Orchiata bark mixes would probably work just fine (They are already ammended with Ca/Mg. I'm using something similar to Bob's generic description. Some kind of small bark or CHC, chopped sphagnum, perlite/charcoal, and usually some sand. I use slotted berry containers as containers, so these are getting close to baskets. The drain very well, lots of aeration

I start all my seedlings (multis, parvis, brachy,barbata....) in kind of a Wardian case with good humidity and temp control. Compact florescent lighting. 

If anything over the years, I've toned down the amount of fertilizer I apply to seedlings, and now with my push to reduce relative K, I'm not getting the big stall at 3-6 months like I used to.


----------



## Shiva (Oct 18, 2011)

Orchiata is not available everywhere. In Canada, any bark coming from the US or elsewhere has to be fumigated to kill all potential pests. Thus we can't get any orchiata bark in this country. Only Rexius is coming in (after fumigation) but the demand greatly outstrips the offer.


----------



## JeanLux (Oct 18, 2011)

Roth said:


> ..... *Orchiata* grade Power, pure...




Is there anyone able to bring those guys delivering their products to Europe!!?? Jean


----------



## Rick (Oct 18, 2011)

I would say Brett that with the 26 different species/varieties, I don't think there is a significant requirement for using different mixes for each species.

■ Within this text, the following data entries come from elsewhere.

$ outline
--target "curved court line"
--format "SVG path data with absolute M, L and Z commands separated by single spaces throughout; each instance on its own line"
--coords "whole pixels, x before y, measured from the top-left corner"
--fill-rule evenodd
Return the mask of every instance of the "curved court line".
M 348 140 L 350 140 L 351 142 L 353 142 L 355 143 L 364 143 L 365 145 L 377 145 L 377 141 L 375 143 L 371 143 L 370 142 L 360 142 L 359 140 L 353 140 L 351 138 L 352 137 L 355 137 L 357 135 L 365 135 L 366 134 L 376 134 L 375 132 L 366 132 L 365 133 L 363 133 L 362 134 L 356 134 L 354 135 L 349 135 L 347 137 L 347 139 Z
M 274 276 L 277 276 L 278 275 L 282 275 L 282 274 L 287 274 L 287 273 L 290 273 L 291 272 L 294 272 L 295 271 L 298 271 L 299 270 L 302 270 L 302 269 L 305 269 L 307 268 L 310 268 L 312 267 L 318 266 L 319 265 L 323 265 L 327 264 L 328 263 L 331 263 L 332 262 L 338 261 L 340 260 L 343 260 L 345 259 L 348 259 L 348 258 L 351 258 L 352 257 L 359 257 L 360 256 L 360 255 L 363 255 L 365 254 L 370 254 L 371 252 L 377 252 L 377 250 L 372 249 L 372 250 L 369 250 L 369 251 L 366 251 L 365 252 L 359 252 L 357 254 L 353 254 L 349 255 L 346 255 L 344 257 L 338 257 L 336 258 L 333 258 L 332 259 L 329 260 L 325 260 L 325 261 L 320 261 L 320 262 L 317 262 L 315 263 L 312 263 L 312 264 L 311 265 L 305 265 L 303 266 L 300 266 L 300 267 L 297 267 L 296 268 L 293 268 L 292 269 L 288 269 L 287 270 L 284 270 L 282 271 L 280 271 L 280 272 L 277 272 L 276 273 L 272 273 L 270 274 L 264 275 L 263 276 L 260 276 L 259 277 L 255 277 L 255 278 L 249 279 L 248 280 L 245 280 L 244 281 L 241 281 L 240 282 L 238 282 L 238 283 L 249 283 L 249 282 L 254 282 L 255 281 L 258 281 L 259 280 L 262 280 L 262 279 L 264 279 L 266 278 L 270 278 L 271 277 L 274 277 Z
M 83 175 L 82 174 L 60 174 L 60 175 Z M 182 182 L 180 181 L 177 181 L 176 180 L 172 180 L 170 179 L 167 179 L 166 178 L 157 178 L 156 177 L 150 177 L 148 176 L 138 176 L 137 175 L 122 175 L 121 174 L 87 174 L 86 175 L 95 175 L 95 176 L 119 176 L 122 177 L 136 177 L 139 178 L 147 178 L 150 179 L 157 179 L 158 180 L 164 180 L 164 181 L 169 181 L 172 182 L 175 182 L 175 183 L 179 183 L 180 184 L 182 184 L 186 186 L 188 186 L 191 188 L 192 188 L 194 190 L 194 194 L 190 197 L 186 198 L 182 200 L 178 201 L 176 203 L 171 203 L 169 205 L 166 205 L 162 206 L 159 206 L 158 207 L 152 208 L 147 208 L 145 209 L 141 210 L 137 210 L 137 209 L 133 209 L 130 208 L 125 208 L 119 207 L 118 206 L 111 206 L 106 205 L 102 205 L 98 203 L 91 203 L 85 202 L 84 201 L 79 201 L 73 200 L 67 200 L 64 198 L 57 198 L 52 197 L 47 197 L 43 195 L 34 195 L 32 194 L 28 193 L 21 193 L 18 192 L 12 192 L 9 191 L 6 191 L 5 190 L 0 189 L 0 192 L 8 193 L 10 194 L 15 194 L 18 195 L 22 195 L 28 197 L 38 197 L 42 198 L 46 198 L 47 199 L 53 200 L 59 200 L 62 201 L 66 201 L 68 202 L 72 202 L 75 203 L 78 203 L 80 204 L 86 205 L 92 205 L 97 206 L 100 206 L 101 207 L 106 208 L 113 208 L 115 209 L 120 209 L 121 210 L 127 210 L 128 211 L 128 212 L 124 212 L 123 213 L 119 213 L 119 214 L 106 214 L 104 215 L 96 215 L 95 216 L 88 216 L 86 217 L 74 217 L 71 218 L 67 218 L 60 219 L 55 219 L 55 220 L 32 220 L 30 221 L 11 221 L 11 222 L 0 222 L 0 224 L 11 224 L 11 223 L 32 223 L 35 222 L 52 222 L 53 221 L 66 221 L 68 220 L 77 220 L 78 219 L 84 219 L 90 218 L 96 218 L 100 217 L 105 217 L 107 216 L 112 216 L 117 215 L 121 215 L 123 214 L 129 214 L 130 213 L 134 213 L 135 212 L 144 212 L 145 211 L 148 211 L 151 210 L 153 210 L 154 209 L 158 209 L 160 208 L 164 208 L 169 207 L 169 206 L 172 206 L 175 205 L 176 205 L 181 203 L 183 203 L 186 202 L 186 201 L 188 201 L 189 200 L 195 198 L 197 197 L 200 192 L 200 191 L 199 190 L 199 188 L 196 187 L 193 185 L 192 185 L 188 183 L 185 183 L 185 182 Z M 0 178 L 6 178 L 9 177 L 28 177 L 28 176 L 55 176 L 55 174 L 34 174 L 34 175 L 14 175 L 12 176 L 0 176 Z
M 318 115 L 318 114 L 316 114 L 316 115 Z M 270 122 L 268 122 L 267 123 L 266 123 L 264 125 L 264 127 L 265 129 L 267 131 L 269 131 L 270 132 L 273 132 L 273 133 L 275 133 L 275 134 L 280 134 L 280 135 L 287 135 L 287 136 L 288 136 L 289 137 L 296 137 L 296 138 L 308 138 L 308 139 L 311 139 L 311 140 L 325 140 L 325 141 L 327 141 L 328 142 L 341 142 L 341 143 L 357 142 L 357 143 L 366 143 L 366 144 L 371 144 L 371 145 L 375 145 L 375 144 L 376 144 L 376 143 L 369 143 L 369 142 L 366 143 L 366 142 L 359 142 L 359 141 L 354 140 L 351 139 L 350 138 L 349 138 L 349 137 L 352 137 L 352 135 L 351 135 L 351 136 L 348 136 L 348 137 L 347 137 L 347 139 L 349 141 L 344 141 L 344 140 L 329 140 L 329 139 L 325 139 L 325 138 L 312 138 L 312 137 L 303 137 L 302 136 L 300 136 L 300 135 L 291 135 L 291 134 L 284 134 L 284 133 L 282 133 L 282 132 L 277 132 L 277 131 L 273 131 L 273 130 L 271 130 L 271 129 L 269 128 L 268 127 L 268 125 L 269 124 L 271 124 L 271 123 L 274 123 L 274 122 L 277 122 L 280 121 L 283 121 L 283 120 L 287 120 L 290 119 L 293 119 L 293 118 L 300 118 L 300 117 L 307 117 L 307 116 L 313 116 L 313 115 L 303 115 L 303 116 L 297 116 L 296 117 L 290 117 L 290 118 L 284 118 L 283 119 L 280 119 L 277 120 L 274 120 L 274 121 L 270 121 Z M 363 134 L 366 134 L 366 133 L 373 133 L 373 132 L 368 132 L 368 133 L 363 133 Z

I change up mixes somewhat from one batch of seedling to another, and occaisonally repot a batch of seedlings in a different mix if I don't like how they are coming along in the original mix.

But overall I've never seen big differences among the individual species (as seedlings) in different mixes (i.e multis get the same as barbata to start with), and never lost a whole batch of seedlings over the short term to a certain type of mix.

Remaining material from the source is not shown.